Monday, 14 September 2015

Farewell XH558

On Sunday 13th September, the last flying Avro Vulcan made a final flypast of Coventry airport.

The Vulcan is a long range delta wing aircraft of 1950's vintage, built primarily as a nuclear bomber. It thankfully never saw action in this capacity of course, but it was used during the 1980's Falklands conflict.

The last flying example, XH558 (G-VLCN) has been kept flying for the last decade or so by the Vulcan to the Sky trust, which has relied on charitable support and private funding. 2015 is its last flying season, with suppliers of parts needed to maintain the aircraft withdrawing their support.


It was announced (although very badly advertised I must say!) that the Vulcan was due to do a small display at Coventry on Sunday 13th. On the day, the expected time of fly past was announced as 15:45, and we were over there like a shot!

Special parking had been made available (a field opposite the airport) and there were alot of people there - remarkable, since as far as I can tell, the only advertising done was in a local paper and on Facebook & twitter. We walked down to get a good view, ending up outside the Coventry flying club, where we got a surprise:


Apologies for not zooming but those 2 dots are a Meteor and Venom, operated by Classic Air Force and flying in formation (callsign: Vintage Formation!). With so many people turning up to see the Vulcan, I suppose Airbase thought it a good day to give some of the other jets a run!

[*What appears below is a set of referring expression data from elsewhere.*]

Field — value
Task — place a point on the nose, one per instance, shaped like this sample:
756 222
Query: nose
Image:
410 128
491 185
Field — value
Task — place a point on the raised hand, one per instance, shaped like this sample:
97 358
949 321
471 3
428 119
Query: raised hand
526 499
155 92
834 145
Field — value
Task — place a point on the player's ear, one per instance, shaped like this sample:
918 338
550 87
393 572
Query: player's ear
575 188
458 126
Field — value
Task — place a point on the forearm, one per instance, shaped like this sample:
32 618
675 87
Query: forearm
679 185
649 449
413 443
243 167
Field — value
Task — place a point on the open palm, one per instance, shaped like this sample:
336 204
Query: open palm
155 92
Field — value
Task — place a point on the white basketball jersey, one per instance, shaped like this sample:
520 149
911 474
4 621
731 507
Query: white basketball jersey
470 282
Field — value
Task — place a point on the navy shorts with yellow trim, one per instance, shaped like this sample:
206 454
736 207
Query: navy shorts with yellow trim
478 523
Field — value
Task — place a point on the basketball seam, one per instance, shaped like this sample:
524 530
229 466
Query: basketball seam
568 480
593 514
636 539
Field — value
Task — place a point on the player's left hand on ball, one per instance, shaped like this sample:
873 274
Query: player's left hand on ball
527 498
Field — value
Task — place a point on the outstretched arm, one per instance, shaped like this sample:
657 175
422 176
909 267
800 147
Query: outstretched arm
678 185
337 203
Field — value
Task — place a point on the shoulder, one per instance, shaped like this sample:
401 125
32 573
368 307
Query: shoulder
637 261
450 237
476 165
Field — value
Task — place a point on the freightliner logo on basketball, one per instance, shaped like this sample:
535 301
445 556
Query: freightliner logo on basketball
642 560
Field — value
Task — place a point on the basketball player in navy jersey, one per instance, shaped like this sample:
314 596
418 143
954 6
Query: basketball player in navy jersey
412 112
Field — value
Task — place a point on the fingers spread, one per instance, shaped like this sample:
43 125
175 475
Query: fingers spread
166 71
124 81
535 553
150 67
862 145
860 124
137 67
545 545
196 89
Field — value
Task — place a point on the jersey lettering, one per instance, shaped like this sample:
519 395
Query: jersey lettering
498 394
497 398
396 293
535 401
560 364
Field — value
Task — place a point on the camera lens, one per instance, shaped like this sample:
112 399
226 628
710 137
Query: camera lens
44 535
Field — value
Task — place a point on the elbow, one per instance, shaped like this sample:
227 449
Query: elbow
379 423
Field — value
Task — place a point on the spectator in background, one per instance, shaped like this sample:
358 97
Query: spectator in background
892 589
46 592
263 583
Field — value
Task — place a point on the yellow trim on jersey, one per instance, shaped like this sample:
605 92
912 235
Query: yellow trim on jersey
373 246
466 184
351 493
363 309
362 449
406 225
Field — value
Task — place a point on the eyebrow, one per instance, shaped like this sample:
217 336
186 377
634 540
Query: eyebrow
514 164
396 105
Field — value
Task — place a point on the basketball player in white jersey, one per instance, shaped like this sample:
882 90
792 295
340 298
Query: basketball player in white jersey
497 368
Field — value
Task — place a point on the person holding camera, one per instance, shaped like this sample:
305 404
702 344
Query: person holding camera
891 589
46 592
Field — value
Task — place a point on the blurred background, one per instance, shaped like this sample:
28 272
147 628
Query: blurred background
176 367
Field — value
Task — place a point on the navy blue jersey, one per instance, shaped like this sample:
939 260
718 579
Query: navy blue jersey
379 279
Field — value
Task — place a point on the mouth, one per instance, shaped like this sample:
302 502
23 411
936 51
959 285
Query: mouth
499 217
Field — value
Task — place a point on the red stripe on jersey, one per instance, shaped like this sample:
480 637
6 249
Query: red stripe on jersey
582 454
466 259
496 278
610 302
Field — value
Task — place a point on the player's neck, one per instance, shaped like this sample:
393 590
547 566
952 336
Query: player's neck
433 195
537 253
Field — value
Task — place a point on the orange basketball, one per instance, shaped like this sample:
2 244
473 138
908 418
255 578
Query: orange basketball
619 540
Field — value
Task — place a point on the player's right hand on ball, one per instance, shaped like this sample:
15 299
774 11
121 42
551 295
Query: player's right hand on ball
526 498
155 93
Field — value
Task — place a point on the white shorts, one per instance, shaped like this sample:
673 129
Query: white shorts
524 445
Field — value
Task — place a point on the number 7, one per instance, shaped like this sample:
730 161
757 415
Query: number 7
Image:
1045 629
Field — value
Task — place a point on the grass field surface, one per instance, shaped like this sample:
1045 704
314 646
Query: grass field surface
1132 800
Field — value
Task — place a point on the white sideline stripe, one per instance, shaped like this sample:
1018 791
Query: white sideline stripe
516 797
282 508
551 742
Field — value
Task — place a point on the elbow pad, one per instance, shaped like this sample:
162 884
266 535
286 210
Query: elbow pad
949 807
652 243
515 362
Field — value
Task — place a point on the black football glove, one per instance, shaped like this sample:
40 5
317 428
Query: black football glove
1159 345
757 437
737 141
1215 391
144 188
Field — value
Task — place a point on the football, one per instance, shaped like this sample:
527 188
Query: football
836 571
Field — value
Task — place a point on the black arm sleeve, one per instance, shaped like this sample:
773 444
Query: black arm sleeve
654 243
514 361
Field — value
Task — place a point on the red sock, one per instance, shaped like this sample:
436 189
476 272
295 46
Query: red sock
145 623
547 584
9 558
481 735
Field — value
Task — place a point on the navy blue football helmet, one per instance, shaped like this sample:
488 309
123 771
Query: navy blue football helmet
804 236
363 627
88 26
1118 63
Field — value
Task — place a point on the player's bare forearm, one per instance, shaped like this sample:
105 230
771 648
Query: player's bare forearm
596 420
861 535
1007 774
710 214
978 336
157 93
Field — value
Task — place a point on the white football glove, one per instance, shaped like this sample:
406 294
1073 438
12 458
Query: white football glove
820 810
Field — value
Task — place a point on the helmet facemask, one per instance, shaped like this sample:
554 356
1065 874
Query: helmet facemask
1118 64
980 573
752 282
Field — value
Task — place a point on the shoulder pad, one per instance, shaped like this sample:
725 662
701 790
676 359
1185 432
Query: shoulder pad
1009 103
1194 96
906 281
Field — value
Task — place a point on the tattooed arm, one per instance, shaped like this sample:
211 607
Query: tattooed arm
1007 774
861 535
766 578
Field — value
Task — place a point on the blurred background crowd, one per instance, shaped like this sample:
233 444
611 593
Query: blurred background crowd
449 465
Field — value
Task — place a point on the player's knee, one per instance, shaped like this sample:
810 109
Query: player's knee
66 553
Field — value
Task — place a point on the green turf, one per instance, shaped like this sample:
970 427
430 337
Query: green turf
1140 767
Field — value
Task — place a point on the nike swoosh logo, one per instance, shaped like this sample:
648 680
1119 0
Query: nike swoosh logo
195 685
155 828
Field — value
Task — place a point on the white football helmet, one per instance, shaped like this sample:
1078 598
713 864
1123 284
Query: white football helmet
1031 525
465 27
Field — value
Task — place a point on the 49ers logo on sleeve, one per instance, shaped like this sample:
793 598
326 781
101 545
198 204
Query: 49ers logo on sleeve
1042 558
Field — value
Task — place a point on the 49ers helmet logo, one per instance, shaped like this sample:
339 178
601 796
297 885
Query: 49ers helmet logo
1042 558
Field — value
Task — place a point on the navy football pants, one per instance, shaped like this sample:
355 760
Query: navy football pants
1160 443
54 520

On schedule, I heard 'Vulcan' on the scanner and we caught a glimpse of smokey-trailed triangle in the distance! A few minutes later...


I think most of us expected a fly by and nothing more, but we were treated to something like 5 or 6 fly pasts, it was a properly planned display:


A fantastic view of XH558 turning base leg for another low fly past along rwy23...

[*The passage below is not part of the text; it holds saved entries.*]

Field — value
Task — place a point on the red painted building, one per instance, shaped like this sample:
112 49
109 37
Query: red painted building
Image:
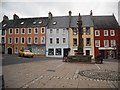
106 33
26 33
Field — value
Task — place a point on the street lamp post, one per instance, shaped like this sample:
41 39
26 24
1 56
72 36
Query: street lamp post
80 40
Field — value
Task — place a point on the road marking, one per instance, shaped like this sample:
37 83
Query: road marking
59 65
97 66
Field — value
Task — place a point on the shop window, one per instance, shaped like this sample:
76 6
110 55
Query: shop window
58 51
74 42
51 51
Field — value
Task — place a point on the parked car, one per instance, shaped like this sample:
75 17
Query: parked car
25 53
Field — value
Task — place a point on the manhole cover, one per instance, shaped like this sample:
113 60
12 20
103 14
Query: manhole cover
101 74
51 70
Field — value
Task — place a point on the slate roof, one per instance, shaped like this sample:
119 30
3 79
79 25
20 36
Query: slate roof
105 22
86 21
26 22
60 22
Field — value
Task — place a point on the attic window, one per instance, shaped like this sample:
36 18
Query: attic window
40 22
4 25
22 23
54 23
34 22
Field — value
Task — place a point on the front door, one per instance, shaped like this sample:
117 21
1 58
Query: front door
102 53
87 52
9 50
65 51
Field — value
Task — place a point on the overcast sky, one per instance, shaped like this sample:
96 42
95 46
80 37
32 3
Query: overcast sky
41 8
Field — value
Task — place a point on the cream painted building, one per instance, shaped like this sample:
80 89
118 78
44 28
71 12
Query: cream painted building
88 35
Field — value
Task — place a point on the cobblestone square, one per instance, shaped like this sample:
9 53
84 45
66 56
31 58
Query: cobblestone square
41 72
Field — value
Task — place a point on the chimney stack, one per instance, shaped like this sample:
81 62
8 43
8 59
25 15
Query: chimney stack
70 13
5 17
15 17
91 13
50 15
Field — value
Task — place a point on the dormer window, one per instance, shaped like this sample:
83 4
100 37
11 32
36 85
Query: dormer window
40 22
34 22
4 25
54 23
22 23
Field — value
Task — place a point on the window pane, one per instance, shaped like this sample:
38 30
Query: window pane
58 51
87 30
50 51
57 40
51 40
87 41
74 42
64 40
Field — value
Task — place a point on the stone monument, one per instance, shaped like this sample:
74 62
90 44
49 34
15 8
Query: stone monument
79 53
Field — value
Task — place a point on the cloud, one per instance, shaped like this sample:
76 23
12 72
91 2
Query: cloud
41 9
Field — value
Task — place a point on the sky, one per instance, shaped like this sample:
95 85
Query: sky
41 8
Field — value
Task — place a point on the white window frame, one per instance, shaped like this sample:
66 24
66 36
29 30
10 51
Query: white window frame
28 30
41 39
98 43
15 49
58 40
98 32
114 43
23 47
21 30
37 30
9 31
111 31
107 43
28 40
52 40
64 41
105 34
57 30
34 40
18 31
21 40
44 30
15 40
9 40
63 31
51 31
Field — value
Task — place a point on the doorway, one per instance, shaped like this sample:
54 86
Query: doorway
9 50
102 53
87 52
65 51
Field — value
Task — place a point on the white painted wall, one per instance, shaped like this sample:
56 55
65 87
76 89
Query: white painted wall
55 35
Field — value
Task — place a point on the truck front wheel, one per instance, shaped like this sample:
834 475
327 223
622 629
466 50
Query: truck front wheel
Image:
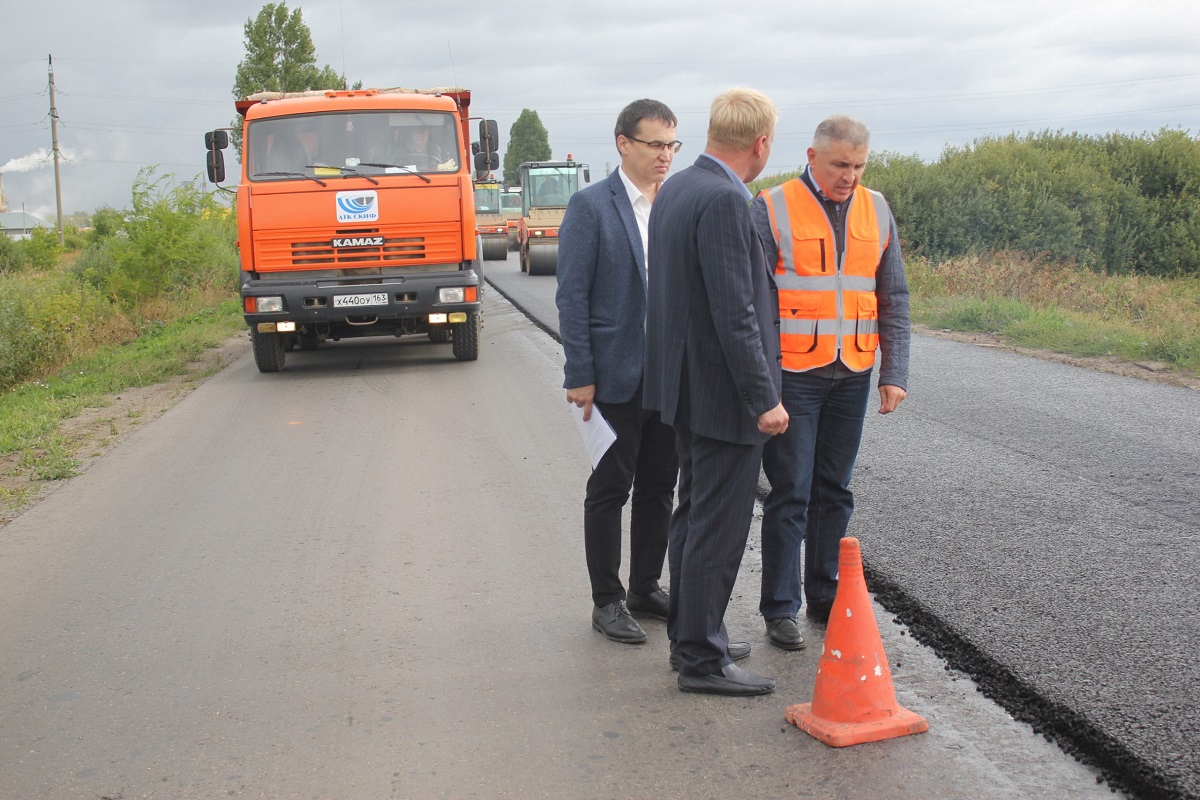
466 338
269 350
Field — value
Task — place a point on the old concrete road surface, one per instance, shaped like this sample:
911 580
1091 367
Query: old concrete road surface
363 577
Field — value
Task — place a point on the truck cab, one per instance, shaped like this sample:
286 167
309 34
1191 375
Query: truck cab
355 217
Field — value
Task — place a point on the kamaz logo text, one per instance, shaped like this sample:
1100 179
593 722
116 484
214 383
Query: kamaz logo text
358 206
359 241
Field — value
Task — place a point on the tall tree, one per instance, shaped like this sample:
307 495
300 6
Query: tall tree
528 140
280 56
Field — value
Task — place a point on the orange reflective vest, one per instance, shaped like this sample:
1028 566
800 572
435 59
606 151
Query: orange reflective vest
827 304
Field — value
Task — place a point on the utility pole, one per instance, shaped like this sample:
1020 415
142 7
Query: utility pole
54 144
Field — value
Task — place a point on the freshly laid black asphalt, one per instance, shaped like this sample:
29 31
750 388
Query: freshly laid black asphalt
1038 525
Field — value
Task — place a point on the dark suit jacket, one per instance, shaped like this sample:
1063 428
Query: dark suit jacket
712 347
601 292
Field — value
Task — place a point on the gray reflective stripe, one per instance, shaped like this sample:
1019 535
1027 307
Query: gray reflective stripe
882 218
783 228
797 326
793 282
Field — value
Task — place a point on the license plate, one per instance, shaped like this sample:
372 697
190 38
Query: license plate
360 300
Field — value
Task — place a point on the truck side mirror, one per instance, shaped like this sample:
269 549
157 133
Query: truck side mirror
216 166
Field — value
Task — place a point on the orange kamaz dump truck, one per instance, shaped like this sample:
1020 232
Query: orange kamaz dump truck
357 217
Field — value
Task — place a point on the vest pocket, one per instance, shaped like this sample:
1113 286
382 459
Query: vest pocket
799 329
809 251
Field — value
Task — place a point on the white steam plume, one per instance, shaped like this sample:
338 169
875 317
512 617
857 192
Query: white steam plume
36 160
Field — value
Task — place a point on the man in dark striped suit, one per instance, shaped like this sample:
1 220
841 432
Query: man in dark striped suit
713 373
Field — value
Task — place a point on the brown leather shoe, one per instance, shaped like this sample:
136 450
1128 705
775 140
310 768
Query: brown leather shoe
615 621
785 633
654 605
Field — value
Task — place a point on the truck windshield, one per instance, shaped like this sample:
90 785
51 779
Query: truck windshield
487 198
352 144
552 185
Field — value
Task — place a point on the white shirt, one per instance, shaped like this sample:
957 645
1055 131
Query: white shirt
641 212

And, after one final flypast along rwy05, she climbed out on full power, up and away back to Doncaster, her home base. I can honestly say that standing below a Vulcan on full power, climbing out, is the best sound I have ever heard! And the loudest too!

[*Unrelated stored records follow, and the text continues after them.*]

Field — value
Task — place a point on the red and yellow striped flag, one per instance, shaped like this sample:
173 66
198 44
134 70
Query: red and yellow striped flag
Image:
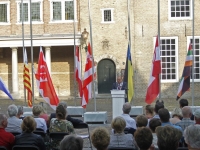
27 82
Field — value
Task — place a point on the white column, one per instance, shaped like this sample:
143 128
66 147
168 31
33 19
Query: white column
15 82
48 57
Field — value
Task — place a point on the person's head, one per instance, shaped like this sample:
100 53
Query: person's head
143 138
197 115
177 112
12 110
37 109
191 135
118 124
168 137
149 111
154 123
164 115
119 79
61 112
71 142
158 106
183 102
44 107
3 121
187 112
64 104
126 108
28 125
100 138
141 121
20 111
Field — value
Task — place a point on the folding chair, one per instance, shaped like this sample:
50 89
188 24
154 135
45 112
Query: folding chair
25 147
83 125
3 148
121 148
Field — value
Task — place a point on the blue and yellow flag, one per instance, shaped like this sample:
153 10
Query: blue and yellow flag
128 75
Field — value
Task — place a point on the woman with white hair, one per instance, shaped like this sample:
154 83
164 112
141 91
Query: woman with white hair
192 137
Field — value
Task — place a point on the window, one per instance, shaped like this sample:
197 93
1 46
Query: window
169 59
62 11
107 15
180 9
196 57
36 7
4 12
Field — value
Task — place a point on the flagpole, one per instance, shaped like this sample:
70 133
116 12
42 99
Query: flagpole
74 59
193 53
92 55
22 18
32 65
129 30
159 45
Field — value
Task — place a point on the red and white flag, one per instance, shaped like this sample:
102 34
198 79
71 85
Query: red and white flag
44 82
153 86
88 78
78 70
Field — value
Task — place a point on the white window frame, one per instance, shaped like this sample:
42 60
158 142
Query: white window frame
188 42
8 13
27 1
176 61
63 12
112 16
179 18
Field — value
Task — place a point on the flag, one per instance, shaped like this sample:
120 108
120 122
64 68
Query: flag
27 82
128 75
153 86
4 88
78 70
88 78
44 82
185 80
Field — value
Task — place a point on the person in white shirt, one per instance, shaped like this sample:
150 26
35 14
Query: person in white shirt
41 123
130 122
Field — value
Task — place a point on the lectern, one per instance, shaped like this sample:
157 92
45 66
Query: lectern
118 100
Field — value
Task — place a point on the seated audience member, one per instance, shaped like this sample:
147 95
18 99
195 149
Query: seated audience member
44 114
143 138
183 103
27 136
130 122
100 138
14 123
6 139
119 138
68 117
158 105
168 137
40 122
197 116
176 115
153 124
141 121
192 137
186 121
20 112
149 112
164 117
60 124
71 142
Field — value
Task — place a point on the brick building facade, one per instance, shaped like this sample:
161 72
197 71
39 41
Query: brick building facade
110 40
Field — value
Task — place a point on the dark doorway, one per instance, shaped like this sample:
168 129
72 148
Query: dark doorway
106 75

I had the privilege of watching the same aircraft 5 years ago, from air-side:

So it was a bitter sweet experience really, sad to see the vintage jets (which are going up for sale) and the Vulcan airborne for the last time, but of course a pleasure to see them while we can! I have to conclude by saying how much of commercial opportunity operating these aircraft could be, and I can't help but think that if advertised and developed into a tourist attraction, Airbase and the Vulcan could have bright futures. Donations alone have kept them going this long, after all.